When prompt diagnosis and treatment is initiated, the prognosis for a full recovery with full return to play is often achievable [2]. Treatment often entails intravenous rehydration and re-evaluation of laboratory findings before discharge. While the need for hospitalization and observation may be warranted, this decision is often derived from the physician's intuition and not based on laboratory findings alone [5]. It is imperative to understand that exercise can increase CK/CPK levels in the blood and that for the most accurate diagnosis, research needs to be conducted to establish sport specific reference ranges [10].
Bringing awareness to healthcare providers about the diagnosis, treatment, and management of ER should be of highest importance. As reported by Cleary, et al. [8], many athletic training and exercise physiology textbooks do not provide an adequate clinical picture or rhabdomyolysis and fail to mention ER [8]. Healthcare providers working with athletes should educate themselves along with promoting prevention and practice mitigation techniques, via education and dissemination of appropriate information, as this is the ideal treatment strategy for ER. Teaching athletes the signs and symptoms of ER and the dangers associated with excessive activity is a crucial aspect of clinical practice [2,8].

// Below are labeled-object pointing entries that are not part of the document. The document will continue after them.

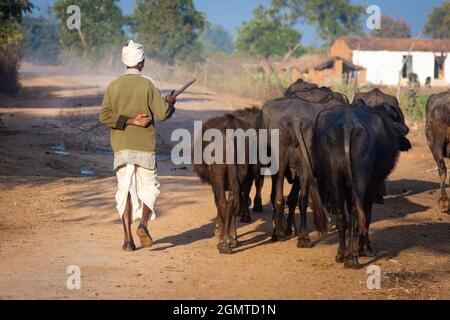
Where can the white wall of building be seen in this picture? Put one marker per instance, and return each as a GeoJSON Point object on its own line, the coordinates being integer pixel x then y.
{"type": "Point", "coordinates": [383, 66]}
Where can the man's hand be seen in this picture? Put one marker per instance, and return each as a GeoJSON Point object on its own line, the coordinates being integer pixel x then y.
{"type": "Point", "coordinates": [141, 120]}
{"type": "Point", "coordinates": [171, 99]}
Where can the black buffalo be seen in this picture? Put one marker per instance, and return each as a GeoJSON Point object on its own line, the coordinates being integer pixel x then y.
{"type": "Point", "coordinates": [375, 98]}
{"type": "Point", "coordinates": [235, 178]}
{"type": "Point", "coordinates": [286, 115]}
{"type": "Point", "coordinates": [354, 149]}
{"type": "Point", "coordinates": [437, 129]}
{"type": "Point", "coordinates": [313, 93]}
{"type": "Point", "coordinates": [299, 86]}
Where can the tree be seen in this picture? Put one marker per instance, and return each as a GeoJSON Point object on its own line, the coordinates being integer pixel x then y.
{"type": "Point", "coordinates": [438, 23]}
{"type": "Point", "coordinates": [216, 38]}
{"type": "Point", "coordinates": [11, 12]}
{"type": "Point", "coordinates": [169, 29]}
{"type": "Point", "coordinates": [101, 29]}
{"type": "Point", "coordinates": [392, 28]}
{"type": "Point", "coordinates": [266, 36]}
{"type": "Point", "coordinates": [334, 18]}
{"type": "Point", "coordinates": [41, 42]}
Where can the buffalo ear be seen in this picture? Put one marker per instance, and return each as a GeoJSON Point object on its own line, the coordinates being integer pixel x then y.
{"type": "Point", "coordinates": [393, 113]}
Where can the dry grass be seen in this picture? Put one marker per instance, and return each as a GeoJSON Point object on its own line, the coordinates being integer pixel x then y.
{"type": "Point", "coordinates": [404, 284]}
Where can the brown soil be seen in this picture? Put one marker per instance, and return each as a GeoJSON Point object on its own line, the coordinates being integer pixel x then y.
{"type": "Point", "coordinates": [52, 217]}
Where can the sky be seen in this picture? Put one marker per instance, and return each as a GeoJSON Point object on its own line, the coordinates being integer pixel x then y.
{"type": "Point", "coordinates": [232, 13]}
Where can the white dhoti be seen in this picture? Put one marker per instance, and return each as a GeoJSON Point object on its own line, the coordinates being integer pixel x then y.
{"type": "Point", "coordinates": [143, 187]}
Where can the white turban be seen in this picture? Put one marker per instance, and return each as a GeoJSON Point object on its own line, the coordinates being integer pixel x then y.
{"type": "Point", "coordinates": [133, 53]}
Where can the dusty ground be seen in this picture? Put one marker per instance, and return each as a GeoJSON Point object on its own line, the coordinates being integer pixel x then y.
{"type": "Point", "coordinates": [52, 217]}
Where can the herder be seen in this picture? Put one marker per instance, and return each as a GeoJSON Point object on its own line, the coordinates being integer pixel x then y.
{"type": "Point", "coordinates": [131, 104]}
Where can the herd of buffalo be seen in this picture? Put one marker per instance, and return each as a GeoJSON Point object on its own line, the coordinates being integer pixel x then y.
{"type": "Point", "coordinates": [335, 155]}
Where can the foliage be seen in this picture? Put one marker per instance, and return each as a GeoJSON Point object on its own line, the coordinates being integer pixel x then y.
{"type": "Point", "coordinates": [101, 28]}
{"type": "Point", "coordinates": [438, 24]}
{"type": "Point", "coordinates": [41, 43]}
{"type": "Point", "coordinates": [415, 104]}
{"type": "Point", "coordinates": [169, 29]}
{"type": "Point", "coordinates": [392, 28]}
{"type": "Point", "coordinates": [266, 36]}
{"type": "Point", "coordinates": [334, 18]}
{"type": "Point", "coordinates": [11, 12]}
{"type": "Point", "coordinates": [217, 38]}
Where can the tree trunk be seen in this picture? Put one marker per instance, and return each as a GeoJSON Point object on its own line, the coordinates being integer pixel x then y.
{"type": "Point", "coordinates": [267, 67]}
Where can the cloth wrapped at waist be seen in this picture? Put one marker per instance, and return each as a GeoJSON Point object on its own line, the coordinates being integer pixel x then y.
{"type": "Point", "coordinates": [142, 185]}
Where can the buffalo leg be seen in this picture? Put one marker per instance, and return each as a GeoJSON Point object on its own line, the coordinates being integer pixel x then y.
{"type": "Point", "coordinates": [278, 232]}
{"type": "Point", "coordinates": [341, 224]}
{"type": "Point", "coordinates": [437, 146]}
{"type": "Point", "coordinates": [218, 186]}
{"type": "Point", "coordinates": [351, 258]}
{"type": "Point", "coordinates": [443, 200]}
{"type": "Point", "coordinates": [365, 249]}
{"type": "Point", "coordinates": [228, 238]}
{"type": "Point", "coordinates": [257, 201]}
{"type": "Point", "coordinates": [292, 204]}
{"type": "Point", "coordinates": [303, 238]}
{"type": "Point", "coordinates": [244, 202]}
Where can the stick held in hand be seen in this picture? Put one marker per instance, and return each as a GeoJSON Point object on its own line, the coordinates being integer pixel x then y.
{"type": "Point", "coordinates": [184, 88]}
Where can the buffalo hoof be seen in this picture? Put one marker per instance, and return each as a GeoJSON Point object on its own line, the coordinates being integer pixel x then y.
{"type": "Point", "coordinates": [225, 248]}
{"type": "Point", "coordinates": [340, 258]}
{"type": "Point", "coordinates": [351, 263]}
{"type": "Point", "coordinates": [304, 242]}
{"type": "Point", "coordinates": [245, 218]}
{"type": "Point", "coordinates": [257, 206]}
{"type": "Point", "coordinates": [218, 232]}
{"type": "Point", "coordinates": [288, 232]}
{"type": "Point", "coordinates": [366, 252]}
{"type": "Point", "coordinates": [443, 205]}
{"type": "Point", "coordinates": [379, 199]}
{"type": "Point", "coordinates": [278, 237]}
{"type": "Point", "coordinates": [234, 243]}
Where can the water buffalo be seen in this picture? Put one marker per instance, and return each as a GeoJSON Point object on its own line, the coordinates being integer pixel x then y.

The purpose of this case series is to accomplish three things 1) Bring awareness to the clinical phenomenon that athletes tend to have higher CK/CPK values than their general population counterparts and may be further complicated dependent on specific sports, 2) Bring awareness to all healthcare providers (physicians, athletic trainers), strength and conditioning coaches, personal trainers, and coaches of the importance of education and prevention, and 3) Show the need for further research to be conducted in an effort to establish reference ranges more suitable for the athletic population and for individual sports. With further research health care providers associated with athletics may find it easier to determine which athletes need to be restricted from activity and aid sports medicine physicians and emergency department physicians in making better clinical diagnoses, while athletes without clinical complications demonstrating a physiological response to activity can return to play following appropriate evaluation and management. By improving overall awareness, knowledge, along with the diagnostic ability, improvements in evaluation and management of ER in the athletic population may aid in reducing overall complications associated with the condition.
The authors would like to thank the athletes and coaches for their willingness to participate in this study and thank Professor Andrew Miller and Division of HMS Assistant, Drew Sams, for their assistance editing this manuscript.